Tangy Soba Side Salad
*Makes two side salads, or one large entree.  Double the recipe if needed!  Most soba noodles come in a package with enough to make this recipe three times over.  Enjoy!

Ingredients:
For the Pasta Mix:
4oz organic buckwheat soba noodles
1/2 red bell pepper, thinly sliced
1/2 green bell pepper, thinly sliced
1/4 cup frozen peas, thawed
1/4 cup frozen edamame (shelled), thawed
1/4 cup corn (I used frozen and thawed...but feel free to cut off the cob if you're feeling ambitious!)
2-3 tbsp hemp seeds

For the Sauce:
1/8 cup low sodium tamari
1/8 cup rice wine vinegar
1/8 cup + 2-3 tbsp sesame oil, divided
2-3 tbsp agave
1 clove garlic, finely minced or grated
2-3 tbsp olive oil

To Make: Cook soba according to package directions.  Do not overcook!  In a separate bowl, whisk the tamari, rice wine vinegar, sesame oil, agave, garlic and olive oil until incorporated.  Taste and adjust flavors if necessary; adding more tamari/sesame oil/vinegar as needed.  This sauce has a strong flavor so keep that in mind as you taste.  You want it to be fairly tangy in the bowl!  It does mellow once spread over all the noodles and veggies.  Add the bell peppers, peas, edamame, corn, hemp seeds and whisked sauce to the noodles.   Gently toss.  Serve with sesame oil on the side if desired.  (Sesame oil has a wonderful subtle smokey flavor to it that really works well with this dish)

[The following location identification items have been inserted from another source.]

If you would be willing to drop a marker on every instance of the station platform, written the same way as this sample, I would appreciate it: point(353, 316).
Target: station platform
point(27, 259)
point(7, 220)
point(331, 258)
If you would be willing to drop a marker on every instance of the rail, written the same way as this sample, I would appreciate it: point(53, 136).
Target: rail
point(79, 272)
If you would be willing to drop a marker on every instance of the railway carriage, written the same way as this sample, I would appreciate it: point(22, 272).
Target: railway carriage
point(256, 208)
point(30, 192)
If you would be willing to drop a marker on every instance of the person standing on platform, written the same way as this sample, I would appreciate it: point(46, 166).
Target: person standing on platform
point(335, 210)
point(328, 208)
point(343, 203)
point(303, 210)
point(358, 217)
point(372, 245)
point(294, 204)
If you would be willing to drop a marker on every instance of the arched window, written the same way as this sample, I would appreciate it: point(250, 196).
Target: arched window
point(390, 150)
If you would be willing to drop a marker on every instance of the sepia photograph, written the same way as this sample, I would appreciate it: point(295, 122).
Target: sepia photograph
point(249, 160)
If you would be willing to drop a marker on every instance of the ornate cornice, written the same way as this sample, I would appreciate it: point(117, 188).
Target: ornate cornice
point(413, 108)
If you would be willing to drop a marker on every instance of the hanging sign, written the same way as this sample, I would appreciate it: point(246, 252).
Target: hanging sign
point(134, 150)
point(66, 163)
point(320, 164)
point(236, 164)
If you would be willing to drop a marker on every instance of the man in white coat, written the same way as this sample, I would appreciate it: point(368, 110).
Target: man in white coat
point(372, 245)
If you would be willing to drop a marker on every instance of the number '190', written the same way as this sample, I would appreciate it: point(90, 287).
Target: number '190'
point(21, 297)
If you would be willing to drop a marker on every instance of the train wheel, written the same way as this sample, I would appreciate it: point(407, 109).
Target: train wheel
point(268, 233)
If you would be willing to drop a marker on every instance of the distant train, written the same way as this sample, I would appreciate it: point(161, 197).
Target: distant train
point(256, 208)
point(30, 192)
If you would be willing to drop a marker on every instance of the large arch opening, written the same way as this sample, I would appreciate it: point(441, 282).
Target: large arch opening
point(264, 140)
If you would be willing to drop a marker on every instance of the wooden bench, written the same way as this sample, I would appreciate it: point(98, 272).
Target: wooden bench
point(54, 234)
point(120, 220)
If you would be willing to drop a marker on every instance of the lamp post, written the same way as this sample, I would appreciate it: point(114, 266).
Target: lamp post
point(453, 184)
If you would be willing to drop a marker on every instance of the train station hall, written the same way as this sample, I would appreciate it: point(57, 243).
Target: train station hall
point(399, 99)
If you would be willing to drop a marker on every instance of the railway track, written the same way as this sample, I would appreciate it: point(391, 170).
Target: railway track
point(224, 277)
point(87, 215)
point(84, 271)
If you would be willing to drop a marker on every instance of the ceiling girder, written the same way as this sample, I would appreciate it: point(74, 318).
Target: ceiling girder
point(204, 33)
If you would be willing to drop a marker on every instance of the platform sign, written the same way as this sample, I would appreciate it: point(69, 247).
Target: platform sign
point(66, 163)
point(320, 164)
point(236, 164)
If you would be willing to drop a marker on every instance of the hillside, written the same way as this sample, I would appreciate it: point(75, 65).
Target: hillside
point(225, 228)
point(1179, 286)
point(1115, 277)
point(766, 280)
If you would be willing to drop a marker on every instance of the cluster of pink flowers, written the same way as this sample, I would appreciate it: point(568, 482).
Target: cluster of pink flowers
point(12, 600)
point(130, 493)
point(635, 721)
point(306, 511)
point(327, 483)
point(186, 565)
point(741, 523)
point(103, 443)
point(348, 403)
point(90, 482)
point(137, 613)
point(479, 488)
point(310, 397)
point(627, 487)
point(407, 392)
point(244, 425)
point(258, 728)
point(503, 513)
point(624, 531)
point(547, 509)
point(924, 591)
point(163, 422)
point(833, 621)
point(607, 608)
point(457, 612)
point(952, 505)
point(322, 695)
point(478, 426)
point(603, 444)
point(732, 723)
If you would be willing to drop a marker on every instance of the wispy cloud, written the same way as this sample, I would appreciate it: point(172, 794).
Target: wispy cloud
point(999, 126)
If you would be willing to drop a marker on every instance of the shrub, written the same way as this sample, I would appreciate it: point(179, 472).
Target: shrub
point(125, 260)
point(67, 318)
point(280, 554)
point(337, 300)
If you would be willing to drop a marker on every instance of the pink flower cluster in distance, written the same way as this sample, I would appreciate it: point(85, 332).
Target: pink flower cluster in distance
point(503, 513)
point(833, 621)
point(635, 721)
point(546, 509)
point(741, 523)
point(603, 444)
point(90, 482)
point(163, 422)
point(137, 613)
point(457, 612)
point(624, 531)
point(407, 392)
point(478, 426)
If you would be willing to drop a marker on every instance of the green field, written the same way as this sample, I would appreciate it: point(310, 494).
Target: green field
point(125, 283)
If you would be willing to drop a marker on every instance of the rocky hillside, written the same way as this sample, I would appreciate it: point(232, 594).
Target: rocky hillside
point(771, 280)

This dish can be served warm right away, but really shines when it has been slightly chilled in the fridge.  Hence, why this works well as a pre-prep dinner item/side or leftovers that don't need re-heating!


 Want even more veggies?!  You crazy people...I love it!  Add shredded carrots, zucchini noodles, or any other veg you desire!!